Le pays dispose de l’un des gisements de manganèse les plus importants et les plus qualitatifs au monde. En 2024, la production a atteint près de 10 millions de tonnes, plaçant le Gabon parmi les principaux producteurs mondiaux. Pourtant, près de 98 % de cette production est encore exportée à l’état brut, ce qui limite les retombées économiques directes pour le pays.
Malgré un chiffre d’affaires annuel estimé à plus de 1,5 milliard de dollars, la contribution du manganèse à l’économie nationale reste relativement modeste, représentant environ 3 % du produit intérieur brut et quelque 2 500 emplois directs.

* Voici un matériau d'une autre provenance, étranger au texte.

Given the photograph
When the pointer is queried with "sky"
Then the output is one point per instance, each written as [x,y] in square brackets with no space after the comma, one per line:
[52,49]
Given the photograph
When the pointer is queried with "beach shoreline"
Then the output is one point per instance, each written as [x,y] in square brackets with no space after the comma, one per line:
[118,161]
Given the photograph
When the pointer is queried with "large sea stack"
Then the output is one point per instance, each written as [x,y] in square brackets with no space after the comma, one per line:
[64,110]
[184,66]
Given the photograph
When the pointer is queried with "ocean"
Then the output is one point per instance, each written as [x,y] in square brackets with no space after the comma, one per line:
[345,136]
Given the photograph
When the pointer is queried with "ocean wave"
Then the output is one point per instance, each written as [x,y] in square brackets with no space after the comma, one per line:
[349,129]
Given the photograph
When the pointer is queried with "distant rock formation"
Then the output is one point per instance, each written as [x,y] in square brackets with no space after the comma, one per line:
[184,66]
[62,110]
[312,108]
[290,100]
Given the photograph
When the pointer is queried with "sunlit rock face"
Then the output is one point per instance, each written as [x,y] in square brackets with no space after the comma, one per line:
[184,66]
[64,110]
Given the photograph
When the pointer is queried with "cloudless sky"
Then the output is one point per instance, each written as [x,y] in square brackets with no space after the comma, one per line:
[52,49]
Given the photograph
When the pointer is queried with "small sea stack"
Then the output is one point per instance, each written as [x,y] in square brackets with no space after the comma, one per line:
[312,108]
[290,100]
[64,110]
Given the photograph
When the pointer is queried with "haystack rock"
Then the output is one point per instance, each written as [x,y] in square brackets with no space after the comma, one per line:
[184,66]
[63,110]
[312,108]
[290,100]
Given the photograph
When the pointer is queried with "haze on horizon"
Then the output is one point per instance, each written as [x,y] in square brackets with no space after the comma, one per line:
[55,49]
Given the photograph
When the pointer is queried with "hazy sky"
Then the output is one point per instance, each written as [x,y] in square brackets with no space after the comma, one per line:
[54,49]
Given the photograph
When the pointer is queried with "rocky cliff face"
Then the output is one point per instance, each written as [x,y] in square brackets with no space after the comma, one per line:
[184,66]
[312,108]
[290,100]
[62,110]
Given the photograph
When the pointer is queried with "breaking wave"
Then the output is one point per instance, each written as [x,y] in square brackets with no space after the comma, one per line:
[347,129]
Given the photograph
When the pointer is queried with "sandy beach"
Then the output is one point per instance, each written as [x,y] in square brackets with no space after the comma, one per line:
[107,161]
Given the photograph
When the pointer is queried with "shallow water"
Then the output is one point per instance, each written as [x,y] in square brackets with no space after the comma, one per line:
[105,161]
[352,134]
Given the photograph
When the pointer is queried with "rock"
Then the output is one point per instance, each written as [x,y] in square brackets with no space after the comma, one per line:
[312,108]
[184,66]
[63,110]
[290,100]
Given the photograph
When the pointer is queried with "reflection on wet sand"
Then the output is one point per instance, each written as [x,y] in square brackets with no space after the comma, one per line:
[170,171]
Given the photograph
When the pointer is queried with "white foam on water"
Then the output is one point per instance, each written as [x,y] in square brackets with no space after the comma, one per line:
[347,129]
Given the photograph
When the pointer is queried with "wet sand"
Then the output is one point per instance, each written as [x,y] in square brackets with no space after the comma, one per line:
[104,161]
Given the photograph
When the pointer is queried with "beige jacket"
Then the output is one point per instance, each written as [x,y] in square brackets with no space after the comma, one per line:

Un déséquilibre que les autorités souhaitent corriger en favorisant la transformation locale du minerai.
Sécuriser une ressource stratégique
Pour les décideurs, cette orientation s’inscrit dans un contexte international marqué par la sécurisation des ressources stratégiques, la transition énergétique et la réindustrialisation. « C’est une décision de souveraineté économique assumée », souligne le député Rodrigue Bokoko, qui estime que le modèle actuel, fondé sur l’exportation de matière première, n’est plus soutenable à long terme.
Les autorités assurent toutefois que la transition sera progressive. La stratégie repose sur le développement de capacités énergétiques suffisantes, le renforcement des infrastructures industrielles et logistiques, ainsi que la mise en place d’un cadre réglementaire stable pour attirer les investisseurs.